After writing a short letter enclosing my academic results I heard nothing from the grey men for several months until, eventually, the process started with the regulatory ‘Enhanced Positive Vetting’.
This turned out to be a very long and irksome form-filling exercise giving details of family, friends, all their foreign travel and contact with non-British persons or nations over practically their entire lifetimes. The wretched screed was about thirty pages long.
And. Yes. Rosalind was obliged to mention that five-minute-fling with her leading man, Orlando (the son of a peer), not forgetting that memorable overnighter with the Hon. Sec. of the Players Soc.
It was soon apparent that theirs was to be a classic good-cop, bad-cop routine, with Good Cop leading the conversation.
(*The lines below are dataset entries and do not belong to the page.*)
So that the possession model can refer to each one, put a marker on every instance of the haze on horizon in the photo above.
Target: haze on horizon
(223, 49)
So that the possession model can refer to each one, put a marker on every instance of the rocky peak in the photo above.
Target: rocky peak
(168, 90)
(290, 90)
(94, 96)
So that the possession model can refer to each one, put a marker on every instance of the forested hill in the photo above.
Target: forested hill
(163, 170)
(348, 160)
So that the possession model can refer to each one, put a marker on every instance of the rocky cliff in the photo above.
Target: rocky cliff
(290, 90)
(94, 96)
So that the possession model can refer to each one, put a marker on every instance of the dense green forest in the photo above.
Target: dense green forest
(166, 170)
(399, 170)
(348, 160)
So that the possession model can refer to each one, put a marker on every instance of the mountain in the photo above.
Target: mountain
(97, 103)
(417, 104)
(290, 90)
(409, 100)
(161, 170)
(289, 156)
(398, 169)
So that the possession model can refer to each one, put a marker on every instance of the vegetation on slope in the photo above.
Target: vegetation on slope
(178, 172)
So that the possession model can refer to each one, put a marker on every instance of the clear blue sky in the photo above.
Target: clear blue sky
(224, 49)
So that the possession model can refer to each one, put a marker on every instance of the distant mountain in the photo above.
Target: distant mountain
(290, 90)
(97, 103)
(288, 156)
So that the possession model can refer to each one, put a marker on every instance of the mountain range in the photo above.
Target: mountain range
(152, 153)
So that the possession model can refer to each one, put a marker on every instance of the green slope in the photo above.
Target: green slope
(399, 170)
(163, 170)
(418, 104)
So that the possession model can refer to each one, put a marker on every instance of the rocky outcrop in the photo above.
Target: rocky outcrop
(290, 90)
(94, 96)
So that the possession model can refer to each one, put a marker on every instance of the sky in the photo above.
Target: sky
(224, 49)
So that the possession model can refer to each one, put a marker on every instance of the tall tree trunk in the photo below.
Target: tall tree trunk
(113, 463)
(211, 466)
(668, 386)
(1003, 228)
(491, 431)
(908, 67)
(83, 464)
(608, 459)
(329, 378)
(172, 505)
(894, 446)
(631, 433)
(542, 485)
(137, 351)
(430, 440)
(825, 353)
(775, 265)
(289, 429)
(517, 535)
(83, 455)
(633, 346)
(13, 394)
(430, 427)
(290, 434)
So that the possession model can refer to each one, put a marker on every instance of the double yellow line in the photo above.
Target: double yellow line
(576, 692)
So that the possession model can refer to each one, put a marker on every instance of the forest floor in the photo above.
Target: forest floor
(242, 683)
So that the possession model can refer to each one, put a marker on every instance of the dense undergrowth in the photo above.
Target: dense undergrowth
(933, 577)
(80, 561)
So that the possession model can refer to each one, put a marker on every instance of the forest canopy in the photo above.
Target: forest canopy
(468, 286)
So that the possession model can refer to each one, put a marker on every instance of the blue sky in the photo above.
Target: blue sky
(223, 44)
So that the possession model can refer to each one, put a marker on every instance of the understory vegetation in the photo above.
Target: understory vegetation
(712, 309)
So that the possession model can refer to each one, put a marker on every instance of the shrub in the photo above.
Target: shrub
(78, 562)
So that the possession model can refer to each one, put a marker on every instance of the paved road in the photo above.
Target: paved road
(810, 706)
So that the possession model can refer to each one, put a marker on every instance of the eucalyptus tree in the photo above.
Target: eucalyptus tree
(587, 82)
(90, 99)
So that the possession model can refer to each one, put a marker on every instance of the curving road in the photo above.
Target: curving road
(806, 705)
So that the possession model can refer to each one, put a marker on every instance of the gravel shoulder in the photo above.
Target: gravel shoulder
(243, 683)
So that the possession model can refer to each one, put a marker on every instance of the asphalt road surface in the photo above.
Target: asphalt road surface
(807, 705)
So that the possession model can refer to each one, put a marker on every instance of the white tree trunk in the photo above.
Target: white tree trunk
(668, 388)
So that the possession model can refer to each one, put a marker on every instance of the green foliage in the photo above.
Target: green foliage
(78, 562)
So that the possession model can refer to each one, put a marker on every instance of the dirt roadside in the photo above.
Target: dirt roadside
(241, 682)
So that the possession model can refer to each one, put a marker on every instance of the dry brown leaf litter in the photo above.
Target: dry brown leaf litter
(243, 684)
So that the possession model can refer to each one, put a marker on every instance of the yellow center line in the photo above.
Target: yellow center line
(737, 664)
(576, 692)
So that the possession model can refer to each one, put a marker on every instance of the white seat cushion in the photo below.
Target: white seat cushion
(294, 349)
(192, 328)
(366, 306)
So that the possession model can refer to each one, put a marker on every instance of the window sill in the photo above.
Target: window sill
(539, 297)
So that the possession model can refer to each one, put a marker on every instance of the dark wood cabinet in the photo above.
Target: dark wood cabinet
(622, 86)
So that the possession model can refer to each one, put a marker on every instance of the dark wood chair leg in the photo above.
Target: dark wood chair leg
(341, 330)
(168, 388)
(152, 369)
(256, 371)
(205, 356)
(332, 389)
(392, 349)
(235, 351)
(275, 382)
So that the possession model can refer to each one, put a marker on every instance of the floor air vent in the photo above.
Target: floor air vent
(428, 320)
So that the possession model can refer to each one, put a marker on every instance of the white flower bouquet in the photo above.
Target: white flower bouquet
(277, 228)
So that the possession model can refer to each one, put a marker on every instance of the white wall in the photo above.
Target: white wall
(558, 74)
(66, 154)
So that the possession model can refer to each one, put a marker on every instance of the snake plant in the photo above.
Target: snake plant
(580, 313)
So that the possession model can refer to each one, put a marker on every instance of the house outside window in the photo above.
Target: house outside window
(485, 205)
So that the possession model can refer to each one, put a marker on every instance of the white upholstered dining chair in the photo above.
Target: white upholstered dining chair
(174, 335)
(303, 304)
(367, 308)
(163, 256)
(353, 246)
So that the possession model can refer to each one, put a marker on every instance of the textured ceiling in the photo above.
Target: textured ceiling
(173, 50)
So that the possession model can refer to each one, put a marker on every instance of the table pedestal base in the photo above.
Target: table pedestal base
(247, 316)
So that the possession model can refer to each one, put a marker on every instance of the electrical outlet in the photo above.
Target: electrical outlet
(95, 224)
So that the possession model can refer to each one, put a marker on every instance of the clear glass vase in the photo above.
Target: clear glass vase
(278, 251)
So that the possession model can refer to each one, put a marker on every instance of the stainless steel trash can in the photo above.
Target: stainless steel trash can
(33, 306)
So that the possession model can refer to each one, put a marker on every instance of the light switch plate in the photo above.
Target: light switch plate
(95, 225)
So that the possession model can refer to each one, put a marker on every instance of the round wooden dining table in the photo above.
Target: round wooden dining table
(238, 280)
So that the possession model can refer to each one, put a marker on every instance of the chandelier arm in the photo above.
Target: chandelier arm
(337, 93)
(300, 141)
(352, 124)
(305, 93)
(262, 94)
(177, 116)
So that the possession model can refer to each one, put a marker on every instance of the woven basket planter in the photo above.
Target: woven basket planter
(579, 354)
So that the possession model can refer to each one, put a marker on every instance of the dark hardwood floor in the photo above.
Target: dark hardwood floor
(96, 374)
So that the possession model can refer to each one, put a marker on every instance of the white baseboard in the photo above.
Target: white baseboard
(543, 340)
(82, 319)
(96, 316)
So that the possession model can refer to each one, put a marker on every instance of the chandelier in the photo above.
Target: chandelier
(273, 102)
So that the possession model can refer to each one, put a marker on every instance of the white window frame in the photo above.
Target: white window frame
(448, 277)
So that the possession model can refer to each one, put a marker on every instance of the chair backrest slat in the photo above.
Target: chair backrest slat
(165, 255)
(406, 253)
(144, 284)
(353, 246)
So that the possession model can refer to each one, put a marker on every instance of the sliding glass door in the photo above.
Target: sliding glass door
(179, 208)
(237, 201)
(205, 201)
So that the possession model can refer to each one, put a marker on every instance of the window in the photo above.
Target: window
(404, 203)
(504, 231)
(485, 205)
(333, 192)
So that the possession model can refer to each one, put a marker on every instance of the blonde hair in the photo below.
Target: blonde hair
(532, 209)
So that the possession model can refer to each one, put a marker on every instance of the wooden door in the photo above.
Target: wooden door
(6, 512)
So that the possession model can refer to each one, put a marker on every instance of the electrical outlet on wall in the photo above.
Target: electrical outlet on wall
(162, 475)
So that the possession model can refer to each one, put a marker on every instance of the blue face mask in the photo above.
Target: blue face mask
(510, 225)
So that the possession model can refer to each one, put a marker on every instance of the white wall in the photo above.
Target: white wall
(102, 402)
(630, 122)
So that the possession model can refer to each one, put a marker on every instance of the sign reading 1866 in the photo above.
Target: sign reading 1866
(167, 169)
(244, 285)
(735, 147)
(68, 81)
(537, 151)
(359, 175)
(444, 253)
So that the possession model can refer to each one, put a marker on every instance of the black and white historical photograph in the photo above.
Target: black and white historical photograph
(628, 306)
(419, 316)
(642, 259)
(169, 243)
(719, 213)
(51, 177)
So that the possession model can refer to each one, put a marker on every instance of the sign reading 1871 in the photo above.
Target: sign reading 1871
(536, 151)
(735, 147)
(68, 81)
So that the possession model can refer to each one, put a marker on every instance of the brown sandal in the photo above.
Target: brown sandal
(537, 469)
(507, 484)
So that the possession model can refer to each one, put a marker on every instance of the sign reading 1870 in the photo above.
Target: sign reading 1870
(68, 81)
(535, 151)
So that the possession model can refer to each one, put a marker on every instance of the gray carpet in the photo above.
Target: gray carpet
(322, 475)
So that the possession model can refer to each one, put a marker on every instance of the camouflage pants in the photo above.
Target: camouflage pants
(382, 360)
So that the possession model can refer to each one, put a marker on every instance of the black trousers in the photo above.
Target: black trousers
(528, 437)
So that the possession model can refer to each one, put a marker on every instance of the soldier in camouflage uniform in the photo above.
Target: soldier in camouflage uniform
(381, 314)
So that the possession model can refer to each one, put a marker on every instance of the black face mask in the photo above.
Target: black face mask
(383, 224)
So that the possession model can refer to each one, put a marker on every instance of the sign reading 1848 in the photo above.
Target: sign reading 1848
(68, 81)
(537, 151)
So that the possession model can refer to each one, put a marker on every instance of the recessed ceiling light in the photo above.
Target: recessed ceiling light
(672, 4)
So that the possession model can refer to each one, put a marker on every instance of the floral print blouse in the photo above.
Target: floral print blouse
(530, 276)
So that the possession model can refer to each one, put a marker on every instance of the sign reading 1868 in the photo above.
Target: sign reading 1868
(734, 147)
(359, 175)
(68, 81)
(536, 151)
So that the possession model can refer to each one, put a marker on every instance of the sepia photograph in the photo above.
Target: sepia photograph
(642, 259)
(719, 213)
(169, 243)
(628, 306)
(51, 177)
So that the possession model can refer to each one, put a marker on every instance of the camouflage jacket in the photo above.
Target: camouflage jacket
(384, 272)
All mathematicians are familiar with Taylor’s Expansion, which reduces the problem to a simple, if tedious, infinite sum.
Then Bad-Cop-Greyish-Pullover spoke for the first time.
‘What about the singularity?’
|The Incredibly Obvious Manoeuvre:|
$40,000 in stolen banknotes in plain sight, wrapped up in the
latest edition of the Los Angeles Tribune.
The Motel ‘Cabin Number One’ Scene from Psycho (1960).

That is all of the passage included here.